But like, it's not impossible to measure temp on devices. It's entirely possible to design a temp monitor that tracks the physical grouping of equipment: datacenter -> aisle -> rack -> server

The real question is one of prioritization: if a rack's temp has raised but there's no customer error, is it an immediate problem?



> if a rack's temp has raised but there's no customer error, is it an immediate problem?

Here, the problem was on a machine running a google application, so they noticed. But this is a post on the google cloud blog. This just makes me think that Google isn’t monitoring the health of the hardware they provide to customers in the cloud. It is a change you have to make when you change the layer at which you are providing services to customers. If I’m using the google maps web site, I don’t care if they are monitoring cpu temperature if layers above insulate me from impact. If I’m spinning up a virtual machine, I will be directly impacted.


Netflix keynotes described how entire AWS AZs can and will go offline, and how to induce failures to exercise recovery paths, so why is the evaluation criteria for GCP 'my single point of failure VM cannot ever go down?'


Most companies are not Netflix and I’m not sure I understand why we are discussing AWS?

That post is more a statement on how errors which can be handled at the app layer can have catastrophic effects on lower level components. You cannot assume end customers are running thing at the scale or with the fault tolerance of google, or Netflix.


Most companies are not Netflix but all cloud customers can learn from their public design discussions. The only reason I mentioned AWS is that they are Netflix a high profile AWS customer, and their lessons in cloud architecture apply pretty cleanly to GCP. You cannot assume an SLA of 100 percent, even if it works out that way on shorter time scales. It's really no different than running your own datacenter, so I don't know where this 'monitoring will prevent catastrophy' fight is coming from.
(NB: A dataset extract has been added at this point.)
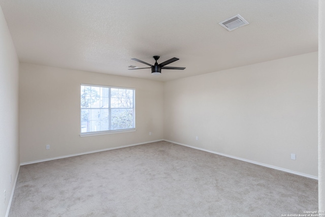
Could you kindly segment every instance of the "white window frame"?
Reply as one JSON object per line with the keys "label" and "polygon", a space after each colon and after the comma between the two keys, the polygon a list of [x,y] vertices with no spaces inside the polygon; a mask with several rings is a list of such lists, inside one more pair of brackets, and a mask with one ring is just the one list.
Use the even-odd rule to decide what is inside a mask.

> You cannot assume end customers are running thing at the scale or with the fault tolerance of google, or Netflix.

Correct, but there's a gradient between 'we have 10 copies of the service in 10 different countries and use Akamai GTM in case of outage' and Dave's one-off-VM. One-off VMs are fine if you know what you're getting into, and I use that setup for my personal, lowstakes & zero revenue website. But if you are a paying cloud customer, it makes sense to pay attention to availability zones regardless of scale.

And sure, there might be a market somewhere for a more durable VM setup. At a past non-profit job we provided customers the illusion of a single HA VM using Ganeti (http://www.ganeti.org/). But it's not clear to me that the segment is viable -- customers at the low and top end don't need the HA.


Certainly, but you're making the assumption that Google does assume that.

Its completely possible to have different alerting setups for different binaries, and consider CPU throttling to not be a page-worthy issue for GFEs, but to be page-worthy for GCP jobs.


> The real question is one of prioritization: if a rack's temp has raised but there's no customer error, is it an immediate problem?

A server CPU that's thermal throttling is about one step less serious than shutting off. While it's not urgent to deal with dead machines, a dying machine should be in the top priority bracket you see on a day-to-day basis.